Çünkü kapitalizm, insanlara bugünden daha iyi bir gelecek sunamıyor. Yapısal kriz uzadıkça uzuyor ama, çıkışa giden yolun bir haritası, “iyi bir gelecek” projesini tutkuyla savunacak bir lider yok. Liberalizm içinde ortaya çıkan “liderler”, nostalji satmaktan öteye geçemiyorlar. Boris kendini Churchill’e benzetiyor. Truss, Margaret Thatcher’i anımsatan fotoğraflar çektirmekten bir hal oldu...
Zamanın semptomu
Boris, zamanın bu ruhunun bir semptomu.

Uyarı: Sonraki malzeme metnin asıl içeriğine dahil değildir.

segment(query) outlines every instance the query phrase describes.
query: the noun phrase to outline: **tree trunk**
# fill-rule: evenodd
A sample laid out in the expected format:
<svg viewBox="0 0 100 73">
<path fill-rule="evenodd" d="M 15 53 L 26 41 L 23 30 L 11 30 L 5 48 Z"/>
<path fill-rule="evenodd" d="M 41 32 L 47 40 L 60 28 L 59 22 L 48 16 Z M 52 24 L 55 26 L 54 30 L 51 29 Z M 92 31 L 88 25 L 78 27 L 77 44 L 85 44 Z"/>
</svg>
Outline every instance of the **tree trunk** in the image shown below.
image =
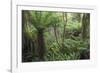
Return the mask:
<svg viewBox="0 0 100 73">
<path fill-rule="evenodd" d="M 38 30 L 37 41 L 38 41 L 38 57 L 39 57 L 39 61 L 44 61 L 46 48 L 45 48 L 43 30 Z"/>
</svg>

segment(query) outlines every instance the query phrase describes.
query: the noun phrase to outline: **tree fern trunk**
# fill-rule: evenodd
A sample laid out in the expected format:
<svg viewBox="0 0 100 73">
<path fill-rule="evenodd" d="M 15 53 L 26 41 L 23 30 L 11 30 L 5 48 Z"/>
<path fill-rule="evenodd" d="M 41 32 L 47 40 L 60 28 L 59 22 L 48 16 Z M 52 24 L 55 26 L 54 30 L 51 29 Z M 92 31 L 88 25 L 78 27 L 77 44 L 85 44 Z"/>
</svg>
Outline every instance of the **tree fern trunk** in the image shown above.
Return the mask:
<svg viewBox="0 0 100 73">
<path fill-rule="evenodd" d="M 39 61 L 44 61 L 45 41 L 44 41 L 43 30 L 38 30 L 37 40 L 38 40 L 38 57 L 39 57 Z"/>
</svg>

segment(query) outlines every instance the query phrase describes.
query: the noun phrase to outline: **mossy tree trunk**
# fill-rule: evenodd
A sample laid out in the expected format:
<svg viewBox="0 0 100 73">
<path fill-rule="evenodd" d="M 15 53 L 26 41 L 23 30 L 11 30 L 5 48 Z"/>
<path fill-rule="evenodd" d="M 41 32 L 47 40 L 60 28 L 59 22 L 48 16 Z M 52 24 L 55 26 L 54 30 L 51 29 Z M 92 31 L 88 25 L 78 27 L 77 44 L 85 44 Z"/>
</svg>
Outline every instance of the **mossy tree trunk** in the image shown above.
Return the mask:
<svg viewBox="0 0 100 73">
<path fill-rule="evenodd" d="M 43 35 L 43 29 L 39 29 L 37 33 L 37 41 L 38 41 L 38 57 L 39 61 L 44 61 L 45 56 L 45 40 Z"/>
</svg>

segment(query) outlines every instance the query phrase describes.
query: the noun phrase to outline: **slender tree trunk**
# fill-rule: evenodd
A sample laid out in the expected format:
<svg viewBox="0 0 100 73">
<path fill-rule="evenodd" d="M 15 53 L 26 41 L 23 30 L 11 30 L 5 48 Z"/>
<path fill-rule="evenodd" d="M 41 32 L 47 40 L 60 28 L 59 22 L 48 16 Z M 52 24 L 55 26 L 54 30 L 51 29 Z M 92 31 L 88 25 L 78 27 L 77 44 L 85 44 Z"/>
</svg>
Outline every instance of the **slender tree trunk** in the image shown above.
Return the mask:
<svg viewBox="0 0 100 73">
<path fill-rule="evenodd" d="M 82 19 L 82 38 L 85 40 L 89 35 L 90 14 L 84 13 Z"/>
<path fill-rule="evenodd" d="M 43 30 L 38 30 L 37 41 L 38 41 L 38 57 L 39 57 L 39 61 L 44 61 L 46 48 L 45 48 Z"/>
<path fill-rule="evenodd" d="M 67 25 L 67 13 L 63 13 L 63 22 L 64 22 L 64 29 L 62 34 L 62 49 L 64 48 L 64 40 L 65 40 L 65 32 L 66 32 L 66 25 Z"/>
</svg>

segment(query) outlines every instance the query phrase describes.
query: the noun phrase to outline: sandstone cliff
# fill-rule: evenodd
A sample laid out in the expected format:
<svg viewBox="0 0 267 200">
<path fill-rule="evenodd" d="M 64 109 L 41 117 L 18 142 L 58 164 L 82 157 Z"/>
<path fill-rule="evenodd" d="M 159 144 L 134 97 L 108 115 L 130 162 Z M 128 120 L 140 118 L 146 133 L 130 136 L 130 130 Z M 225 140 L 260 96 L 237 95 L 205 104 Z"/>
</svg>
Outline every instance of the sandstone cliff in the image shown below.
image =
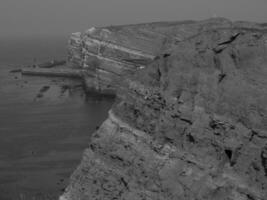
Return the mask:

Londra Belediye Başkanlığı, başbakanlığı, seri seks, para, nüfuz ticareti skandalları resmigeçidiydi; yalan, ırkçılık, yasa-gelenek tanımamak sıradanlaşmıştı. Adam, mizah konusuydu ama bu onun kendini tarihin büyük isimlerinden biri olarak görmesini engellemiyordu. Bizzat partisinin milletvekillerinin peş peşe gelen istifaları karşısında parti başkanı olarak istifa ettiğinde, dolayısıyla başbakanlığı düştüğünde, yaptığı konuşmada, partisini, meclisi “sürü mantalitesine teslim olmakla” suçladı, konuşmasını Terminator filmine atıfla “Hasta la Vista” (görüşmek üzere) sözleriyle bitirdi. O günden bu yana, partisinin en gerici kanadı Boris’i geri getirmeyi planlıyor.

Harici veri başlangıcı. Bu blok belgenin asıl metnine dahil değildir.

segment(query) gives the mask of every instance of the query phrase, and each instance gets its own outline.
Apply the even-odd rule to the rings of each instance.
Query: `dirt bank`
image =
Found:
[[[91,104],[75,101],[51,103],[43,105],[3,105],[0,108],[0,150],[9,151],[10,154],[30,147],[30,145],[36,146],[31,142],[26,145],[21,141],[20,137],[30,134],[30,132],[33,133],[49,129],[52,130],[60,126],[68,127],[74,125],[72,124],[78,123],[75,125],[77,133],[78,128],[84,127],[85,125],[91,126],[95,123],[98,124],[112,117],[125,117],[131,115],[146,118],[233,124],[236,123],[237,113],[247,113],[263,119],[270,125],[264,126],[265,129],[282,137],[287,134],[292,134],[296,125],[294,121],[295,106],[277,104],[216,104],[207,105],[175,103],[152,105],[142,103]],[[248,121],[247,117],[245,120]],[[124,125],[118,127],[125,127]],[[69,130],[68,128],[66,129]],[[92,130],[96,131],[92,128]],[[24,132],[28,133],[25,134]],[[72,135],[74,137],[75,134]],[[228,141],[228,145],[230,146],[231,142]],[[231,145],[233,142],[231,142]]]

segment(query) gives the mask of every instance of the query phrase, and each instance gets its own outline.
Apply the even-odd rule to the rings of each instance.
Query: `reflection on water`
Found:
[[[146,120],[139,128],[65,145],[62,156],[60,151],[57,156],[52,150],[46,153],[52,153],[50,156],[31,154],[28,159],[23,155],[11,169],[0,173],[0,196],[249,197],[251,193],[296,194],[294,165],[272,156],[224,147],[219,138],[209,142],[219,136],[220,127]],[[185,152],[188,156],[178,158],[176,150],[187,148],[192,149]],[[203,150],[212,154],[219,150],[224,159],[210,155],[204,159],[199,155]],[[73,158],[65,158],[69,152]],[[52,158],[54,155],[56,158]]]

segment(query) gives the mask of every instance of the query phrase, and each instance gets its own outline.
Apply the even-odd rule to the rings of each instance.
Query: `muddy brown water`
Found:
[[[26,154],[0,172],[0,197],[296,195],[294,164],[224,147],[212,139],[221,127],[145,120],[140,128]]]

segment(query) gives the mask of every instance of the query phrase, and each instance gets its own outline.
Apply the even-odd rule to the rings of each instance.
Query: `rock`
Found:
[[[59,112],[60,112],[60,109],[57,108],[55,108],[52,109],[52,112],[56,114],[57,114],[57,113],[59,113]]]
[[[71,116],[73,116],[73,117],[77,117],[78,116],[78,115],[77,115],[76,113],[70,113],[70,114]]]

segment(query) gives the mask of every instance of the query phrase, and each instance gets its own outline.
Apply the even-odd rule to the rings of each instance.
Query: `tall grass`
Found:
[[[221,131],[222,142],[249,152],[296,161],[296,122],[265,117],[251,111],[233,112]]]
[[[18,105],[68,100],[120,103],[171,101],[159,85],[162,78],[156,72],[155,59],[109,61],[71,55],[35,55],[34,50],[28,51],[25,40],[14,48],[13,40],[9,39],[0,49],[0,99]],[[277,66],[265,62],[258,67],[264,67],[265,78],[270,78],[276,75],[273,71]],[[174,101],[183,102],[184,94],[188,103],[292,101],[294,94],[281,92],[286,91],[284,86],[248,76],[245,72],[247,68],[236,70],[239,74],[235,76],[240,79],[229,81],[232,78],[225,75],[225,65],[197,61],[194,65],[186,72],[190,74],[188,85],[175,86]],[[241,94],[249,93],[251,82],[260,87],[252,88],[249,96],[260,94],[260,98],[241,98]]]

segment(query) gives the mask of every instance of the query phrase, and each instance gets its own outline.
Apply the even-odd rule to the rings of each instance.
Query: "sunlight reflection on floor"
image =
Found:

Adam da kararlı. Salı günü, nihayet başbakanlık konutunu bırakırken yaptığı konuşmada, aslında ne kadar başarılı olduğunu ısrarla vurguladı, kendini “füze uzayda giderken yolda işi bitince okyanusun bilinmedik bir köşesine düşen hız kazandırıcı roketlere” benzetti (sizi buraya ben taşıdım...) orada da duramadı ben de Romalı Cincinnatus gibi... diyerek devam etti.
Boris’in karanlık bir yanı da olmasaydı, bunlara gülüp geçebilirdik. Ancak adamı zamanın ruhu içinde düşünce, parlamentoyu askıya alma girişimini, kendi koyduğu kurallara uymadığını, Covid de ikinci kapatmaya direnirken “Bırakın cesetler yığılsın” sözlerini, meclise yalan söylediğini anımsayınca gülemiyoruz.
Cincinnatus, alt sınıfların (plebler) haklarına düşmanlığı ile ünlü bir Romalı asker ve “erdemli” bir politikacı. Cincinnatus, emekli olup kendi isteğiyle ayrılıp mütevazı çiftliğine dönmüş. Cincinnatus, zengin bir patricinin, halkın desteğini alarak iktidara gelmek amacıyla başlattığı hareketi bastırmak üzere, yeniden göreve, diktatör olarak çağrılıyor; işi bitince yine çiftliğine dönmüş. Cincinnatus ile (“erdemli politikacı” iddiasını bir kenara bırakırsak) Boris arasında kimi benzerlikler bulunabilir. Boris de kendini Brexit’i gerçekleştirmek için göreve çağrılmış bir lider (Cummings’i unutarak) olarak görüyor. Ulusal Sağlık Sistemi’nin, ağır kriz içinde gerçekleştirdiği aşılama kampanyasının başarısını, Maliye Bakanı Sunak’ın Covid sırasında uyguladığı mali yardım politikasını sahipleniyor. Bir ABD, NATO projesi olan Ukrayna politikasını sahiplenip Churchill’e benzemeye çalışıyor. Şimdi de Truss’ın hükümeti yüzüne gözüne bulaştırmasıyla kriz daha da derinleşince göreve dönmeyi hayal ediyor; her zamanki gibi ülkesinin, partisinin çıkarlarını değil yalnızca kendisini düşünüyor.